L’allarme di Bassetti: “Ha un tasso di pericolosità altissimo, fate attenzione se…”

Matteo Bassetti, virologo e infettivologo italiano,  nonchè attualmente primario del reparto di malattie infettive all’ospedale San Martino di Genova, non ha certo bisogno di presentazioni e il suo curriculum è impressionante. Chi non è nel settore scientifico, ha avuto modo di conoscerlo per il suo notevole contributo nelle diverse ondate pandemiche.

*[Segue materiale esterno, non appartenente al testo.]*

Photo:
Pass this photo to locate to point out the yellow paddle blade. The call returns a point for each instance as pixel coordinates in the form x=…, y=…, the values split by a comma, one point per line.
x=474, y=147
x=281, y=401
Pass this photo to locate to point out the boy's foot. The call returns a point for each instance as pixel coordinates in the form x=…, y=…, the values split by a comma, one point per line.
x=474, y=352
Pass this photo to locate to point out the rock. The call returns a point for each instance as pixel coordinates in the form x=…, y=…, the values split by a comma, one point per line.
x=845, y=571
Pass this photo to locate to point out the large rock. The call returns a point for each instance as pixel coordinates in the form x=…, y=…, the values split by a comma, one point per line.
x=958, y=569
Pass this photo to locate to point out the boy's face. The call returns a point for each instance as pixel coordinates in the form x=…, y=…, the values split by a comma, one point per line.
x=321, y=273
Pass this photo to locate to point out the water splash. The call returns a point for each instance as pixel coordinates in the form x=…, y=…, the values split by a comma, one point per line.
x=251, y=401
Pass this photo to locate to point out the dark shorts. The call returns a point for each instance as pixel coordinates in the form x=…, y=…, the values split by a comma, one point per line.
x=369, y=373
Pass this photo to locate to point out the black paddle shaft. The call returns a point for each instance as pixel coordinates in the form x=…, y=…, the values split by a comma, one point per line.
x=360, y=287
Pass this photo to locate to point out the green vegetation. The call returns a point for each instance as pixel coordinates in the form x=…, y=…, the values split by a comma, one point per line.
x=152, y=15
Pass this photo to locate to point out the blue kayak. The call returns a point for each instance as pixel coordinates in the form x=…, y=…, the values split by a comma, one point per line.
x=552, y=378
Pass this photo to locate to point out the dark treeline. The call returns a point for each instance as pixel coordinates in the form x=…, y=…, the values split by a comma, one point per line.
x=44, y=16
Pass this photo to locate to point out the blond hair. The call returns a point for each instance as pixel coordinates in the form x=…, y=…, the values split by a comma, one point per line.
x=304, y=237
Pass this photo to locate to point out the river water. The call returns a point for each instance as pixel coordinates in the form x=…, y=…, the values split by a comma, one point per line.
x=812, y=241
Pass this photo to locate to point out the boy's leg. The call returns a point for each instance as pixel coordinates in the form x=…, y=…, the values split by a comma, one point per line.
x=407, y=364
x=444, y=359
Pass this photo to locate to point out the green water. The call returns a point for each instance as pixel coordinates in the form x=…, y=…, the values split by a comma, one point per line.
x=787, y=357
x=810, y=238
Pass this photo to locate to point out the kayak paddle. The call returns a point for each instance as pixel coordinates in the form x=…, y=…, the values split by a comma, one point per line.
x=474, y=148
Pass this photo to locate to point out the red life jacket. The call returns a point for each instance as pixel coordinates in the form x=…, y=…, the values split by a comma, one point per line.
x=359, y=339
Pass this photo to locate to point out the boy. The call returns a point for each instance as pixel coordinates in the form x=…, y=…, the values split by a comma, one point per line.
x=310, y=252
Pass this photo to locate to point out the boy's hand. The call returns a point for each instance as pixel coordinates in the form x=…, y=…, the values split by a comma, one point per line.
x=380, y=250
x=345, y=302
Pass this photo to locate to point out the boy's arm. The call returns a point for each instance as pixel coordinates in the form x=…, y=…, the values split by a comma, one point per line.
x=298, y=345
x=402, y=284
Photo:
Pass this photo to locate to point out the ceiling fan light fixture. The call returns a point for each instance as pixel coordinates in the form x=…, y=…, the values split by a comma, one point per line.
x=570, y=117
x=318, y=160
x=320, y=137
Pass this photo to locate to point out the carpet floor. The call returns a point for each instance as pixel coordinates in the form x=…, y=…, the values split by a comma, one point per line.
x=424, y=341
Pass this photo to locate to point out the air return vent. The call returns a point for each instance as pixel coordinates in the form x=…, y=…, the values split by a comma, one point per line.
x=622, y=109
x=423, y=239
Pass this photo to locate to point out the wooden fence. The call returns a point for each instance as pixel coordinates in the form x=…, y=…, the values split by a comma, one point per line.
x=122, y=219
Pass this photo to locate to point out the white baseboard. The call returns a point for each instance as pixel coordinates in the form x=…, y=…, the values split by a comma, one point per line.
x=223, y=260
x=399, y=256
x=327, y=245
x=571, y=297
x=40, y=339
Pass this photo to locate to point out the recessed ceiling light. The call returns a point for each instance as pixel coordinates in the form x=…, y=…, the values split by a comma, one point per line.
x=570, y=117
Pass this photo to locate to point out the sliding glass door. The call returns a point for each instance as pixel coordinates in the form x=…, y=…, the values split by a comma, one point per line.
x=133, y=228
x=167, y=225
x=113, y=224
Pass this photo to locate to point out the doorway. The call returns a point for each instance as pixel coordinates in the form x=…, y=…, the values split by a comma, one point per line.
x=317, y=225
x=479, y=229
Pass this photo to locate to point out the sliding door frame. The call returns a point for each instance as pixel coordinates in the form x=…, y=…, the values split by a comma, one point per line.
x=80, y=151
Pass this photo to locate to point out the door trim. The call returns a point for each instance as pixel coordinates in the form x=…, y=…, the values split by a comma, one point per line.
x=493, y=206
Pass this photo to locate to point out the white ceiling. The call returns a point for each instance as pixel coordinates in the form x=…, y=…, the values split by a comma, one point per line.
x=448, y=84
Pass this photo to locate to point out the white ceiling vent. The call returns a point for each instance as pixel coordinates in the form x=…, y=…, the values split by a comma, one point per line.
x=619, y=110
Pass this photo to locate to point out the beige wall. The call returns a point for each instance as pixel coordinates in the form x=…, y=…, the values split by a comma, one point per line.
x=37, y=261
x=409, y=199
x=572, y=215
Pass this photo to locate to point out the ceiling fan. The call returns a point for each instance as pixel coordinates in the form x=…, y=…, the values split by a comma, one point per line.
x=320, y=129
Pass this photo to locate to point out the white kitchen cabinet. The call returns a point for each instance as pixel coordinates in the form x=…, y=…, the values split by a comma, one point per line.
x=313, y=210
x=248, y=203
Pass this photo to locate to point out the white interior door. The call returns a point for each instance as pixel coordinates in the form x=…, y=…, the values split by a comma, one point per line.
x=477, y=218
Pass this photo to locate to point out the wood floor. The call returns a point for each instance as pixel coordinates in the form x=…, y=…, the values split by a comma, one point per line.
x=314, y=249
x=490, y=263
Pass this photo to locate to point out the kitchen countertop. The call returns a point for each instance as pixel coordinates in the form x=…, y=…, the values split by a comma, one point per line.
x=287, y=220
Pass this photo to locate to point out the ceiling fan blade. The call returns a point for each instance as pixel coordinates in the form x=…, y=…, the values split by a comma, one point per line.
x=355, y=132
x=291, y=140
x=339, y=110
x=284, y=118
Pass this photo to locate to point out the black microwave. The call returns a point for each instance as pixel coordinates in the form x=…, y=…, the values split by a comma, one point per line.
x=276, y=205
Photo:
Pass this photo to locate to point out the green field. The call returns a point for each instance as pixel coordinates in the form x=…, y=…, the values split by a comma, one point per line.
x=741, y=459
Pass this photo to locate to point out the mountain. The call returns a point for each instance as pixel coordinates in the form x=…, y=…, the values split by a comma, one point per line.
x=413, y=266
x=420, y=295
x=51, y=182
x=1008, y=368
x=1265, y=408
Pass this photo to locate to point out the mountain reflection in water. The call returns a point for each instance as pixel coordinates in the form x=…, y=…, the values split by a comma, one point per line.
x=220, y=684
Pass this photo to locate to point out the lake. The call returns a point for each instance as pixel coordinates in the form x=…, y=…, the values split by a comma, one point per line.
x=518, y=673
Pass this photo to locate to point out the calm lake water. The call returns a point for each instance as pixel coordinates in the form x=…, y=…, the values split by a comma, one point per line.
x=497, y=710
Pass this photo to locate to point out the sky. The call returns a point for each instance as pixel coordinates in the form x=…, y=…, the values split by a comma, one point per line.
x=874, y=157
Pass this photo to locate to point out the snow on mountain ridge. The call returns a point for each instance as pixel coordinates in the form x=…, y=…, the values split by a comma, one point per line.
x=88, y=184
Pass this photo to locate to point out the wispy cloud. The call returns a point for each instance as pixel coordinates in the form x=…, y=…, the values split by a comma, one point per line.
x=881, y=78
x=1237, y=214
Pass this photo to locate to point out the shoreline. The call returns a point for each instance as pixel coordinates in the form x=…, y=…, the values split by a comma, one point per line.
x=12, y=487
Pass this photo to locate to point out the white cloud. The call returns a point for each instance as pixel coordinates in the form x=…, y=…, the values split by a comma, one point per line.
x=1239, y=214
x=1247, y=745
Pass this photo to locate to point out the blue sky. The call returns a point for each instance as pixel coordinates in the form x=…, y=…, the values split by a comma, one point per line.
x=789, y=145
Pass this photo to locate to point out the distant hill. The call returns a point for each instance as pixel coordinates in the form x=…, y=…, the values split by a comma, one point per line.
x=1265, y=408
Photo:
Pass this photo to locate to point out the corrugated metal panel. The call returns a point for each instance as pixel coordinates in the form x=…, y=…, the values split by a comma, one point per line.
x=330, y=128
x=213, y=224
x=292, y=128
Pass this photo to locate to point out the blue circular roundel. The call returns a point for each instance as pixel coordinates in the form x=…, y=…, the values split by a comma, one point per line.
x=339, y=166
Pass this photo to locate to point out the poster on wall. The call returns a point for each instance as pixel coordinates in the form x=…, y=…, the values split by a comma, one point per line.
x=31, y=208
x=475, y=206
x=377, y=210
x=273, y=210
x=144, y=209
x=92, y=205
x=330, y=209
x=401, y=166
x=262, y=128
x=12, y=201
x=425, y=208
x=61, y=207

Da esperto, ha fornito le giuste dritte per evitare la diffusione e i contagi da Covid, sebbene i suoi moniti siano stati  spesse volte contestati dagli haters, anche in modo pungente.  Che Bassetti abbia sempre fatto un lavoro impeccabile,  è cosa nota, nonostante la solita fervida opposizione tra pro vax e no vax.

Al di là della lotta al Coronavirus, che lo ha visto schierato in prima linea, per fornire il suo punto di vista in interviste televisive e a mezzo stampa,  il lavoro del noto virologo è esteso a tutti i virus, i batteri  che rischiano di generare focolai  i quali, a macchia d’olio, possono espandersi.

Il rischio è quello di evitare che la situazione degeneri in vera e propria emergenza  sanitaria, come è già accaduto svariate volte, in diversi paesi del mondo, specialmente tra i più poveri.

Il nuovo monito di Matteo Bassetti è arrivato e parla di tasso di pericolosità altissimo, invitando a fare attenzione a….

Il virus West Nile, ossia della febbre del Nilo occidentale,  ha già provocato nove decessi in Italia , di cui la maggioranza in Campania,  con 5 deceduti, seguita, a ruota  dal Lazio, a quota 3 e dal Piemonte con un  soggetto venuto a mancare.

Matteo Bassetti  ha dichiarato che forse, nella nostra penisola, c’è troppo allarmismo sulla  West Nile  ma occorre  comunque pensare alle zanzare come dei  veri e propri killer,   quindi,  a  come affrontarle.

In un video, condiviso sui social,  ha precisato che le zanzare non  sono responsabili solo della febbre del Nilo ma di molte altre patologie infettive.  Proprio per questo motivo,  ha aggiunto il virologo, “bisogna fare molta attenzione” e “lavorare sulla prevenzione” in modo deciso e imminente.

Il primario ha mosso una dura critica proprio alla prevenzione che, nel nostro paese,  non è fatta come si dovrebbe, sotto l’aspetto organizzativo, che è quasi del tutto assente.   Mancano linee guida, ad opera di  Comuni, Regioni,  urgono direttive e intanto i decessi aumentano.

Urge, inoltre, una   maggiore campagna di informazione sia verso i medici che verso i cittadini. Nel video sui social,   chiosa:  “Cerchiamo di migliorarci visto questo luglio terribile che la West Nile sta facendo passare. Organizziamoci per tempo: la prevenzione si fa dai mesi di marzo, aprile, maggio. Non dobbiamo più trovarci a luglio, o addirittura ad agosto, nel pieno di un’emergenza”.   Questo il punto di vista di Matteo, uno dei massimi esperti sul piano internazionale che, lungi dal voler creare allarmismi, propone soluzioni attive e concrete per fronteggiare il numero di contagi in aumento. E voi, cosa ne pensate del suo pensiero?